IMG_4898I took French in junior high school, in high school, and at OSU until I met my language requirements.  Despite these years of patient instruction, I never moved past the most basic levels.  Not surprisingly, my French class memories don’t involve having rapid-fire conversations with proud and dazzled teachers.  Instead, I remember trying to get some “extra credit” by helping my high school French teacher decorate her classroom for Christmas.  To my befuddlement, she wanted me to hang up the letters of the alphabet.  After I did so, she asked me if I got the reference.  When  gave her a confused look in response, she gestured at the letters, barked out a short Gallic laugh, and said “No L!”  I shrugged at this weak example of French humor, then remembered that sophisticates in that country considered Jerry Lewis a genius.

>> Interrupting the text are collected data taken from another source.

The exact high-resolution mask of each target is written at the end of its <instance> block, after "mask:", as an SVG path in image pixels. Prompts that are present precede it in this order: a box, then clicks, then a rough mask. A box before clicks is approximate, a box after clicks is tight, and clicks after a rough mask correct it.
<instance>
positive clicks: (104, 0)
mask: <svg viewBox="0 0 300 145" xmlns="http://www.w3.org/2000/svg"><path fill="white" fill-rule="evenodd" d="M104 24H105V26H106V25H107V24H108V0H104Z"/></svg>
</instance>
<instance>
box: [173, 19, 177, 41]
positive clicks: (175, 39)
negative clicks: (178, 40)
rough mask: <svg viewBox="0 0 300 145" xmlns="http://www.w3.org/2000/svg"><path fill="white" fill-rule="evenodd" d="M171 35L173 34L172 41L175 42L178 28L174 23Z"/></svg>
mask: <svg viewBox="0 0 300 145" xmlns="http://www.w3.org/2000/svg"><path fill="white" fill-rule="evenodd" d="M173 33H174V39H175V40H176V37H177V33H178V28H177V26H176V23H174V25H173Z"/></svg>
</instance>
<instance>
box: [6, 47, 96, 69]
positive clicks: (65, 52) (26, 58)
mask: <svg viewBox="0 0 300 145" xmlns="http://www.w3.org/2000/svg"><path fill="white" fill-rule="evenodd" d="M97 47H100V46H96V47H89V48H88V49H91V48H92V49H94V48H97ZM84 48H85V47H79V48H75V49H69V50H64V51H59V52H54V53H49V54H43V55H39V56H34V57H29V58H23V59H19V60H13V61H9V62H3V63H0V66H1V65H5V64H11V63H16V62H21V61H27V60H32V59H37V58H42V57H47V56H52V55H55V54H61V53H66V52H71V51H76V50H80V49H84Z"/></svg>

In college, our pleasant if somewhat beefy French instructor wanted to give the class an example of the importance of precise pronunciation.  She explained that, during a recent visit to Paris, she was being pestered by a beret-wearing, cigarette-smoking man.  She meant to dismiss him with a gruff cochon, which means pig, but instead she said couchons, which unfortunately suggested a desire to do the horizontal bop.  She then barked out a short Gallic laugh as the members of the class snickered at her embarrassing predicament.  The only other things I remember from my college French classes are that we students thought mangez mes sous-vetements, which means “eat my shorts,” was a hilarious insult even though the exasperated teacher pointed out that the French never use that phrase, and we also put n’est ce pas? at the end of every conceivable statement because it at least ended our halting sentences with a smooth closing.

So, trying to get up to speed on French in a few months is probably futile — especially since studies indicate that trying to acquire new language skills becomes more difficult with age.  I’m going to try anyway.  I’ve reserved some French language instruction CDs from the library and am going to listen to them on our morning walks.  I’m starting with French for Dummies.  The title is a bit insulting — but it’s probably accurate, n’est ce pas?